À grands coups de poésie, de propos incisifs et d’anecdotes révoltantes, mais nécessaires, Dany Laferrière nous offre son Petit traité sur le racisme, publié chez Boréal. D’entrée de jeu, il circonscrit le sujet: il se limitera (même si le racisme ne semble pas avoir de limites) à parler du racisme des Blancs envers les Noirs, aux États-Unis.
De l’esclavage aux propos mi-amers entendus dans une soirée mondaine, en passant par les assassinats d’adolescents noirs non armés par des policiers blancs, l’académicien décline une multitude de visages du racisme et il n’a pas à chercher loin pour étayer son propos. On ne parle pas ici d’histoire ancienne : cela voudrait dire qu’on décortique et qu’on analyse le passé. On parle, hélas, de l’actualité. Une actualité qui est solidement assise sur une véritable mythologie du Noir, un être fourbe, voleur, violeur, inférieur et méprisable. Ah oui, bien sûr, vous voulez parler de celui qu’on a réduit en esclavage, dont on a violé les femmes et les filles, dont on a exploité sans vergogne les richesses naturelles de sa terre d’origine, qu’on a empêché de s’instruire et à qui on offre, la plupart du temps, la prison comme logement social…
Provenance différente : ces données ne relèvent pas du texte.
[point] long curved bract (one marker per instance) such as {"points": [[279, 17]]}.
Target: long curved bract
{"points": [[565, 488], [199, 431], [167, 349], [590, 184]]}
Au travers de toutes ces horreurs que Laferrière rapporte, il nous offre aussi quelques contreparties au désespoir. Quand il raconte les écrivains Richard Wright, Chester Himes ou James Baldwin, ou quand il dépeint son admiration pour Maya Angelou, Toni Morrison et Nina Simone, on a envie d’espérer, on a envie d’avoir un rêve.
Tout aussi songé qu’il l’est d’habitude, l’auteur est encore une fois efficace, touchant, truculent. Voici quelques extraits, pour la bonne bouche :
« Le chien est toujours présent dans la vie du Noir en Amérique. On dressait des chiens qu’on lançait à la poursuite de l’esclave en fuite. L’affiche disait à l’entrée des établissements publics : « Interdit aux nègres et aux chiens ». ».
« Sa voiture est tombée en panne dans un quartier résidentiel où ne vivent que des Blancs. La police est arrivée tout de suite. On lui a écarté les jambes, puis on l’a fouillé comme s’il avait franchi illégalement une frontière. »
« Quand une femme dit NON, vous devez arrêter, quand un Noir dit « J’étouffe » vous devez arrêter aussi. »
Pour ne pas oublier à quel point le racisme est toujours présent, qu’il soit grossier ou, parfois, subtil, il faut lire ce traité, que dis-je, ce manifeste!